Let's review the design with questions.
We found that other connectors do not need coordinators, except for CDC. For those connectors that do not need coordinators, we have a Source that supports parallel execution and engine translation.
As shown in the figure above, there is a slice enumerator on the left, which can list which slices the source needs and show what there are. After enumerating slices in real time, each slice would be distributed to SourceReader, the real data reading module. Boundedness marker is used to differentiate offline and real-time operations. Connector can mark whether there is a stop Offset in a slice. For example, Kafka can support real-time and offline operations. The degree of parallelism can be set for the ParallelSource in the engine to support parallel reading.
As shown in the figure above, in a scenario where a coordinator is required, Event transmission is done between the Reader and Enumerator. Enumerator coordinates events by the Event sent by the Reader. The Coordinated Source needs to ensure single parallelism at the engine level to ensure data consistency. Of course, this does not make good use of the engine’s memory management mechanism, but trade-offs are necessary.
For the last question, how can we support a single reader to process multiple tables? This involves the Table API layer. Once all the required tables have been read from the Catalog, some of the tables may belong to a single job and can be read by a link, and some may need to be separated, depending on how Source is implemented. Since this is a special requirement, we want to make it easier for the developers. In the Table API layer, we will provide a SupportMultipleTable interface to declare that Source supports multiple Table reads. The Source is implemented based on the corresponding deserializer of multiple tables. As for how to separate derived multi-table data, Flink will adopt Side Output mechanism, while Spark is going to use Filter or Partition mechanism.
5 Sink API
At present, there are not many features required by Sink, but three mojor requirements are considerable according to our research.
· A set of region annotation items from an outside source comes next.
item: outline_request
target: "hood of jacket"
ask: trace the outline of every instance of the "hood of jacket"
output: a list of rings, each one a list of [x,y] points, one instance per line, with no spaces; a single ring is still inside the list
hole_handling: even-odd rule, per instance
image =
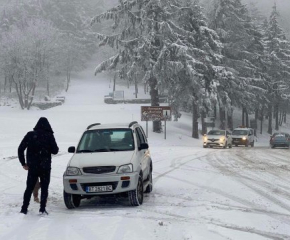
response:
[[[36,123],[35,127],[33,128],[33,130],[35,131],[46,131],[46,132],[50,132],[53,133],[52,128],[47,120],[47,118],[45,117],[41,117],[38,122]]]

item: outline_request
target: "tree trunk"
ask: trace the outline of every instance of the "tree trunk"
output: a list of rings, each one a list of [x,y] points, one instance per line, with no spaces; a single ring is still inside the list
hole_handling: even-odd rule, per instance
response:
[[[228,111],[227,113],[227,118],[228,118],[228,129],[230,129],[231,131],[233,131],[234,129],[234,121],[233,121],[233,110],[230,109],[230,111]]]
[[[254,129],[255,136],[257,137],[257,129],[258,129],[258,118],[259,118],[259,109],[255,111],[255,125],[256,128]]]
[[[70,84],[70,71],[67,70],[67,71],[66,71],[66,89],[65,89],[66,92],[67,92],[68,89],[69,89],[69,84]]]
[[[275,107],[275,130],[279,130],[279,103],[276,104]]]
[[[195,100],[192,101],[192,137],[198,139],[198,106]]]
[[[279,112],[279,126],[282,126],[282,124],[283,124],[283,112],[280,111]]]
[[[207,127],[206,127],[206,123],[205,123],[205,111],[201,112],[201,127],[202,127],[202,135],[207,133]]]
[[[50,92],[49,92],[49,80],[47,78],[47,82],[46,82],[46,93],[47,93],[47,96],[50,95]]]
[[[135,98],[138,98],[138,84],[136,79],[135,79]]]
[[[151,96],[151,106],[159,106],[159,94],[157,89],[157,79],[150,79],[150,96]],[[153,121],[153,132],[161,133],[161,121]]]
[[[272,104],[269,103],[268,105],[268,133],[272,134]]]
[[[246,108],[245,108],[245,116],[246,116],[246,127],[249,127],[249,114]]]
[[[116,75],[117,75],[117,74],[114,75],[113,92],[116,91],[116,78],[117,78]]]
[[[242,126],[245,126],[245,108],[242,108]]]
[[[19,85],[21,85],[21,83]],[[15,82],[15,89],[16,89],[16,92],[17,92],[17,96],[18,96],[20,107],[23,110],[24,109],[24,103],[23,103],[23,98],[22,98],[21,87],[18,87],[18,84],[16,82]]]
[[[28,110],[30,109],[32,102],[33,102],[33,99],[34,99],[35,88],[36,88],[36,83],[33,84],[31,99],[30,99],[30,102],[28,103],[28,106],[27,106]]]
[[[226,112],[225,109],[220,106],[220,129],[225,129]]]
[[[263,121],[264,121],[264,107],[261,110],[261,126],[260,126],[260,134],[263,134]]]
The first is about idempotent writing, which requires no code and depends on whether the storage engine can support it.
The second is about distributed transactions. The mainstream method is two-phase commitments, such as Kafka etc.
The third is about the submission of aggregation. For Storage engines like Iceberg and Hoodie, we hope there is no issues triggered by small files, so we expect to aggregate these files into a single file and commit it as a whole.
Based on these three requirements, we built three APIS: SinkWriter, SinkCommitter, and SinkAggregated Committer. SinkWriter plays a role of writing, which may or may not be idempotent. SinkCommitter supports for two-phase commitments. SinkAggregatedCommitter supports for aggregated commitments.
Ideally, AggregatedCommitter runs in Driver in single or parallel, and Writer and Committer run in Worker with multiple parallels, with each parallel carrying its own pre-commit work and then send Aggregated messages to Aggregated committers.
Current advanced versions of Spark and Flink all support AggregatedCommitter running on the Driver(Job Manager) and Writer and Committer running on the worker(Task Manager).
However, for the lower versions of Flink, AggregatedCommitter cannot be supported to run in JM, so we are also carrying translation adaptation. Writer and Committer will act as pre-operators, packaged by Flink’s ProcessFunction, supports concurrent pre-delivery and write, and implement two-phase commitment based on Flink’s Checkpoint mechanism. This is also the current 2PC implementation of many of Flink connectors. The ProcessFunction can send messages about pre-commits to downstream Aggregated committers, which can be wrapped around operators such as SinkFunction or ProcessFunction. Of course, We need to ensure that only one single parallel will be started by the AggregatedCommitter in case of the broken of the logic of the aggregated commitment.
Thank you for watching. If you’re interested in the specific implementations mentioned in my speech, you can refer to the Apache SeaTunnel (Incubating) community and check out the API-Draft branch code. Thank you again.